I'll use tap if it means I don't have to spend as much money, and then make solutions for each powder, so I can follow the schedule's dosing a bit more  



Thanks very much for you help,
Alistair


----------



## alip01 (18 Jun 2008)

I'm about ready to order the salts, from Garden Direct for the general salts, and AE for the trace mix.  Just got a couple more questions.

Firstly, do I need to add anything e.g. extra Iron to the AE trace mix, or is it fine on it's own?

Secondly, just so I know what I'm getting, I need to get Potassium Phosphate, Potassium Nitrate, the trace mix... I have a feeling I'm missing something  

Thanks very much,
Alistair


----------



## Egmel (18 Jun 2008)

alip01 said:
			
		

> I'm about ready to order the salts, from Garden Direct for the general salts, and AE for the trace mix.  Just got a couple more questions.


Why not get the garden's direct chelated trace mix instead of going to AE, they're very similar and it would save on postage.
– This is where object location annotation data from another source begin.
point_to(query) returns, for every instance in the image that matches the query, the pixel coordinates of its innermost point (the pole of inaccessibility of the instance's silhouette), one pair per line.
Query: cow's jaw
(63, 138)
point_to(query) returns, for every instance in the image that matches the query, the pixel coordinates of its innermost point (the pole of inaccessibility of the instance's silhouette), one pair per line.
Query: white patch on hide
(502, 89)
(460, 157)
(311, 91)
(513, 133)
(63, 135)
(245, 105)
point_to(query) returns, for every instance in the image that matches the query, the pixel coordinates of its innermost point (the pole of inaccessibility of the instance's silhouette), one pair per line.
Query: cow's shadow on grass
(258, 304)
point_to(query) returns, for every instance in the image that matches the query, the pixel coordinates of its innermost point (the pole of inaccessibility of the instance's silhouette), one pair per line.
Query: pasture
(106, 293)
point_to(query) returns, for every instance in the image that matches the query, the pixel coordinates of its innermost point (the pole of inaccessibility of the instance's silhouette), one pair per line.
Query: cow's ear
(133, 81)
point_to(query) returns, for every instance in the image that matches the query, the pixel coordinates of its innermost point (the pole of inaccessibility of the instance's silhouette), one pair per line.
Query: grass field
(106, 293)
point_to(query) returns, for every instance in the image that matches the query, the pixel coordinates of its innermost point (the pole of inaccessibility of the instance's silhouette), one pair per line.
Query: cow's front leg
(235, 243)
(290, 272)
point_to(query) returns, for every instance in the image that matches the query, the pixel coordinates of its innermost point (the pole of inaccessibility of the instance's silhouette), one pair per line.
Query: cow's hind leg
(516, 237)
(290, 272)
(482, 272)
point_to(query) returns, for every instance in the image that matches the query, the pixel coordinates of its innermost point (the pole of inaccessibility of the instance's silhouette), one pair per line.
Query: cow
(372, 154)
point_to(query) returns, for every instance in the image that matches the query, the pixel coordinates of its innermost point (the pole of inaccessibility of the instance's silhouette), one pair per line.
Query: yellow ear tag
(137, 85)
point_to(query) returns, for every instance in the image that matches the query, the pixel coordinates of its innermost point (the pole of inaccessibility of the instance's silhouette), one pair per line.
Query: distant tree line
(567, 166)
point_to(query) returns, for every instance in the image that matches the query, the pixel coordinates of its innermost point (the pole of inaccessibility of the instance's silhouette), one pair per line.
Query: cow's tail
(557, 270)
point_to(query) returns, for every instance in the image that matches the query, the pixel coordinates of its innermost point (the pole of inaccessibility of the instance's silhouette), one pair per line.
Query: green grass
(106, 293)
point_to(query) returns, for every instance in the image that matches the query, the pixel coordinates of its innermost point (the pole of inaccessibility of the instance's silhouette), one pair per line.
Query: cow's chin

> Firstly, do I need to add anything e.g. extra Iron to the AE trace mix, or is it fine on it's own?


should be fine as is


> Secondly, just so I know what I'm getting, I need to get Potassium Phosphate, Potassium Nitrate, the trace mix... I have a feeling I'm missing something


Magnesium sulphate, (epsom salts) ebay's probably cheapest for these.


----------



## Matt Holbrook-Bull (18 Jun 2008)

check out the calculator in my sig.. its very good, saved me alot of headaches working things out.


----------



## JamesM (18 Jun 2008)

One month of dosing with Garden Direct's Trace in my shrimp tank, no deaths and every female is carrying eggs.


----------



## alip01 (18 Jun 2008)

Done the orders now  

Thanks,
Alistair


----------



## Superman (22 Jun 2008)

alip01 said:
			
		

> Done the orders now
> 
> Thanks,
> Alistair



Welcome young sir.
Think I'm going to be doing the same as you soon.


----------



## alip01 (26 Jun 2008)

Just about to do my order for the plants from AE so that I can rescape on Sunday


----------